As the weeks pass in the current legislative session, counties and cities alike are concerned that the General Assembly will raise their costs or expand services without providing support.
If the reforms win approval, local officials fear the cost could be tax increases to fill budget holes unless cities and towns get a bigger share of the sales tax.
The Thomasville City Council could join other councils across the state opposing Senate Bill 394, which would eliminate the local distribution from beer and wine excise taxes, as well as reducing the local sales tax on food from 2 percent to 1 percent as part of a restructuring of state taxes.
The utility franchise tax and beer and wine tax contribute about $1.5 million to the city’s general fund. Roughly 300 cities and towns in the state charge some form of franchise tax.
“This would cut our revenues and create a deficit for us,” Thomasville City Manager Kelly Craver said last week.
Davidson County officials, like other county officials across the state, are concerned that the General Assembly will lift an advance fee filing exemption counties had enjoyed on court filings. The exemption expires June 30.
House Bill 343 would hit DSS agencies hard in every county if the departments have to pay fees in advance. Each case filing costs $150, which counties eventually pay. Most counties file hundreds of actions every year. The bill also adds a $20 motion fee counties did not pay before.
The Davidson County Board of Commissioners stopped short last week of approving a resolution against HB 343 and a companion Senate bill. The N.C. Association of County Commissioners is working to modify the bills to reduce the impact to local agencies.
“They are modifying it to be advantageous for us,” Mike Newby, assistant county manager, told commissioners.

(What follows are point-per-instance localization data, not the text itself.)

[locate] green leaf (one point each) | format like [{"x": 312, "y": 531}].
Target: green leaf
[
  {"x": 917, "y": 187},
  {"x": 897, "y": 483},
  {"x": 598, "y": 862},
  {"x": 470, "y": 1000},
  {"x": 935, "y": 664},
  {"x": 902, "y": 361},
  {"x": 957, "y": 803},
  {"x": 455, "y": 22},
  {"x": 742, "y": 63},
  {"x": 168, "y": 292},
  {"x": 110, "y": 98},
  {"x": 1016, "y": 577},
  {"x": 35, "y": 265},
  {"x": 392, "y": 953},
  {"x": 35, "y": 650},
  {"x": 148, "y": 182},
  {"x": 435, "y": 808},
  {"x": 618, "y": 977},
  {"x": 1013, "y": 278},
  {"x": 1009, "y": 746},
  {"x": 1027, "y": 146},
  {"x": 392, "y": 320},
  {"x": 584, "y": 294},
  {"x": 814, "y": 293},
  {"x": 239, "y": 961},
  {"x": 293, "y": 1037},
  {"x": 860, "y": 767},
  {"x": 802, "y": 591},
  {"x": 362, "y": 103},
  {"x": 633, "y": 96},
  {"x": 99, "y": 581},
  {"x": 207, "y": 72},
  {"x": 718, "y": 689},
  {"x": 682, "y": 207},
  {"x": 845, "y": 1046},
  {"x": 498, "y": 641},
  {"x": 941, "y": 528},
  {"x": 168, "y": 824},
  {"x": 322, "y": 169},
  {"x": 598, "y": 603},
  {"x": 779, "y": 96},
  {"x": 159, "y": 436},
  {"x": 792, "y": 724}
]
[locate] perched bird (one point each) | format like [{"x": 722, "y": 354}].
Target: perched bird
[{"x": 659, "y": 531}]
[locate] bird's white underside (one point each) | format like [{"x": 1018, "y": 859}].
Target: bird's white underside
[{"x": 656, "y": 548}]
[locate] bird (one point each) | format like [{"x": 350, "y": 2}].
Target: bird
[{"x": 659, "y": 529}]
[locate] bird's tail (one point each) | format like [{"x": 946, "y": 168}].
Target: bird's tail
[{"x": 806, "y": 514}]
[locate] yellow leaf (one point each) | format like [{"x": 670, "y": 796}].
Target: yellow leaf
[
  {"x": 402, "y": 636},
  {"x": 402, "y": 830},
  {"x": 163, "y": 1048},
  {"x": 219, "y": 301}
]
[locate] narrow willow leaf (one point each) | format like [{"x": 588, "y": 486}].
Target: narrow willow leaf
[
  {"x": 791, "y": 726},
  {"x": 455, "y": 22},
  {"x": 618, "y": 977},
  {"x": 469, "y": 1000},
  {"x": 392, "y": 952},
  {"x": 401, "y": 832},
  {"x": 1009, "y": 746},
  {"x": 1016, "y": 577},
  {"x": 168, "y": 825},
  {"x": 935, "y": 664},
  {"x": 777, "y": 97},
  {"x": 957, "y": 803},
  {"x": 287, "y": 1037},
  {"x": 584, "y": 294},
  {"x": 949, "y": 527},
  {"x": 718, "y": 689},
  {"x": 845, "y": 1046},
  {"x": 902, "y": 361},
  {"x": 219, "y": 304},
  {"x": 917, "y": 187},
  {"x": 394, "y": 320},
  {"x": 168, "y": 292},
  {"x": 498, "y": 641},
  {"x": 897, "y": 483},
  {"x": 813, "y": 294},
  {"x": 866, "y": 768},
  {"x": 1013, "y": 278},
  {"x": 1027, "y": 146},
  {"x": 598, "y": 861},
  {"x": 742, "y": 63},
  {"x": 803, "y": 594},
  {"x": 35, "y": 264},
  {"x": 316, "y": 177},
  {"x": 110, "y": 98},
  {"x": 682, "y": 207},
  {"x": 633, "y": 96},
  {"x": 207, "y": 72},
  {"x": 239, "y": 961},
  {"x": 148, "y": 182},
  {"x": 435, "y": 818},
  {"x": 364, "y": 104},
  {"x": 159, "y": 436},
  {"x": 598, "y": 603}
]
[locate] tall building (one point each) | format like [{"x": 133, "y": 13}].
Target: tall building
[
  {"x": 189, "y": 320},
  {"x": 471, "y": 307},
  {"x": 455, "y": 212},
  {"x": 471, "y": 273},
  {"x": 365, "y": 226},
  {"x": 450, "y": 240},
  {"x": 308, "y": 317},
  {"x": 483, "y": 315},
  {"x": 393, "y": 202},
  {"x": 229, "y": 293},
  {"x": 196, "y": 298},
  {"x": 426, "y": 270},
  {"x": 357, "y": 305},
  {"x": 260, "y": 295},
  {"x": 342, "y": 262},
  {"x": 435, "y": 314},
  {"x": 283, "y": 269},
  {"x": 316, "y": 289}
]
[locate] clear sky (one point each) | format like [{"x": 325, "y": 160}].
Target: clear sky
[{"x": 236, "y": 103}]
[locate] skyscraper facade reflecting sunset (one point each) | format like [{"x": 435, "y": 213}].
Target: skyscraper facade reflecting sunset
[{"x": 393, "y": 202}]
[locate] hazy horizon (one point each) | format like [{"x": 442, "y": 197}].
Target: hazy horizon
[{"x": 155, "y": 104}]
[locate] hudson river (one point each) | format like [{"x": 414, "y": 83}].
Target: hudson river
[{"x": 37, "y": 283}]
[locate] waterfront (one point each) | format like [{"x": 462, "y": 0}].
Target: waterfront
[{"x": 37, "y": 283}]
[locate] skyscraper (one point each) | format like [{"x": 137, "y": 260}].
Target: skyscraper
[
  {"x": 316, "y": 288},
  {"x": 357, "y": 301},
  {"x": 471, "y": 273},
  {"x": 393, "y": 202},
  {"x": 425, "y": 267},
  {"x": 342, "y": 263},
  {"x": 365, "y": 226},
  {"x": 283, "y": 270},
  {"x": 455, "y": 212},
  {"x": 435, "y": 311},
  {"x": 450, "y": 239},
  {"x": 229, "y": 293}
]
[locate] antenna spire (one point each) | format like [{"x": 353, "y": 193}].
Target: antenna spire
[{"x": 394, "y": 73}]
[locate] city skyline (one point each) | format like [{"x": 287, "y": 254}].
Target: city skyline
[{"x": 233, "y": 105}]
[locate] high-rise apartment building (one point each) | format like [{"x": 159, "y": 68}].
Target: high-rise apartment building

The Davidson resolution calls the proposed fees “an unfunded mandate.” The bill also would allow the N.C. Administrative Office of the Courts to withhold distribution of facility fees to cities and counties if counties don’t pay their case filing fees in advance. People who pay court settlements pay the facility fees which are returned to cities and counties for the maintenance of courthouses.
SB-394: Expands the state sales tax to include services, but would eliminate state and local franchise taxes on electricity and natural gas, reduce the local sales tax on food from 2 percent to 1 percent, eliminate all state and local business privilege license taxes and eliminate the local distribution from beer and wine excise taxes.
Cities and towns could lose $320 million a year, according to the N.C. Local Government Budget Association.